Known as the "Bad Boy" of Philippine basketball because of his unforgiving and physical defense, Badion popularized the moves that came to be known as the "bicycle drive" and the "jackknife layup", moves which young players tried to imitate during the 1950s. In the commercial leagues, Badion played for the original batch of the Crispa Redmanizers in the Businessman's Athletic Association (BAA) and the YCO Painters in the Manila Industrial Commercial Athletic Association (MICAA).
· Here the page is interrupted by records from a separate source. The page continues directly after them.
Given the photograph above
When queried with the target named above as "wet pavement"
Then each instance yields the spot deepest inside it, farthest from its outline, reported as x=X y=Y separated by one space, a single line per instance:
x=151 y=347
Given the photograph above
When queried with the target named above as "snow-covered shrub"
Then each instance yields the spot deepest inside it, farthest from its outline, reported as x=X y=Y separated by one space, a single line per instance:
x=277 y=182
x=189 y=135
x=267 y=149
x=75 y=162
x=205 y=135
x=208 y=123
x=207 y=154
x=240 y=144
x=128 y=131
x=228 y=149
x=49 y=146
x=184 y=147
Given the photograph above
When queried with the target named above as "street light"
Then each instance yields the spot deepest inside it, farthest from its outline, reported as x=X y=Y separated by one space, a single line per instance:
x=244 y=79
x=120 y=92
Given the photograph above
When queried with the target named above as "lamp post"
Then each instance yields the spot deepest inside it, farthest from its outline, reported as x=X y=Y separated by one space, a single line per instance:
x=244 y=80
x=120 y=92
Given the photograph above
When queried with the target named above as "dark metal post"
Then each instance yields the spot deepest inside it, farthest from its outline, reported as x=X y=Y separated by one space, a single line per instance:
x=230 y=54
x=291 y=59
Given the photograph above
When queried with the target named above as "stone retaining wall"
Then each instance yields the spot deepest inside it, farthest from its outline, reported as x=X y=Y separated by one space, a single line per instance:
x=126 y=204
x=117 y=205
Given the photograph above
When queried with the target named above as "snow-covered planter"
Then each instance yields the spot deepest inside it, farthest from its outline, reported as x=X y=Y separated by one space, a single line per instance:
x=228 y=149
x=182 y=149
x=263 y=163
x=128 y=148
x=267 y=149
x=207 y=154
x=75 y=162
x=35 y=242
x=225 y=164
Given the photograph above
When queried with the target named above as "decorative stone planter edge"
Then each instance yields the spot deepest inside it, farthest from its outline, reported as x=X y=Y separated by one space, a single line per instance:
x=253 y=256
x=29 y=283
He starred for the Philippine national team in two Olympic tournaments and the 1958 Asian Games where he and his teammates won the gold medal. He was also a vital cog of the national team that finished seventh in a 15-nation men's basketball tournament in the 1956 Melbourne Olympics, playing alongside the likes of Carlos Loyzaga, Antonio Genato, Ramon Campos Jr., Ramon Manulat, Martin Urra and Mariano Tolentino. Voted Mr. Basketball by the Philippine Sportswriters Association eventually made a movie with the same title together with actor Bob Soler in 1957, Badion was also a mainstay of the team that won the inaugural staging of the Asian Basketball Confederation Championship held in Manila in 1960 together with Loyzaga, Kurt Bachmann, Loreto Carbonell, and Eduardo Lim. He was named to the All-Star team with Loyzaga and Most Valuable Player of the said tournament.

Unfortunately, Badion suffered a serious knee injury during the Philippines' first-round game against Uruguay in the 1960 Rome Olympics which ultimately forced him into early retirement. He then went into a number of business ventures after retiring and even once became the customs coordinator for Elizalde and Company, Inc. He started his coaching in 1975, leading the Mapúa Cardinals to the NCAA title and the UST women's basketball team to the UAAP title. He also handled the UST Glowing Goldies in the UAAP and the Army Jungle Fighters in the Philippine Basketball League.

Badion died of a heart attack on June 20, 2002.